July 23, 2024

686 CrowdStrike: A Look Back

Uncle Marv discusses the recent CrowdStrike incident that caused widespread computer outages due to a faulty sensor configuration update. He emphasizes the importance of disaster recovery and business continuity planning, rapid response, and communication. Marv also shares his personal experience dealing with a problematic HP system and a sudden staff resignation. Additionally, he provides updates on his upcoming attendance at ASCII Edge and encourages listeners to support the podcast through Amazon affiliate links.

Uncle Marv kicks off the episode by acknowledging the sponsor, SuperOps, and dives into the major news of the CrowdStrike incident. A faulty sensor configuration update from CrowdStrike led to widespread computer outages affecting about 8.5 million Windows machines globally. Marv explains how he managed client concerns and highlights the critical need for robust disaster recovery strategies and business continuity planning.

He underscores the importance of having a comprehensive crisis response plan and testing it regularly to ensure effectiveness. Marv also praises the IT community for their rapid response and effective communication during the incident, noting the collaborative efforts across various platforms and peer groups.

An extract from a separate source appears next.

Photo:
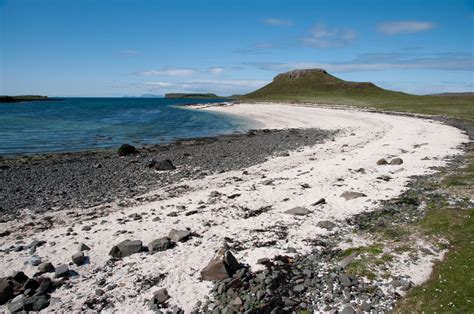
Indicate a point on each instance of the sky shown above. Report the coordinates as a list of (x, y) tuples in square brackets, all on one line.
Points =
[(115, 48)]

Marv shares his personal weekend ordeal with a new HP system that repeatedly blue-screened at a client's site but worked fine in his office. After troubleshooting, he discovered a faulty NVIDIA T1000 add-in card was the culprit. He also recounts the sudden resignation of a staff member, CJ, and the ensuing challenges due to the lack of communication from the client.

The episode wraps up with Marv discussing his upcoming trip to ASCII Edge and encouraging listeners to use his Amazon affiliate link to support the podcast.

Key Takeaways

CrowdStrike Incident: A faulty sensor configuration update caused widespread outages, emphasizing the need for robust disaster recovery and business continuity plans.
Rapid Response and Communication: Effective communication and collaboration within the IT community were crucial in managing the incident.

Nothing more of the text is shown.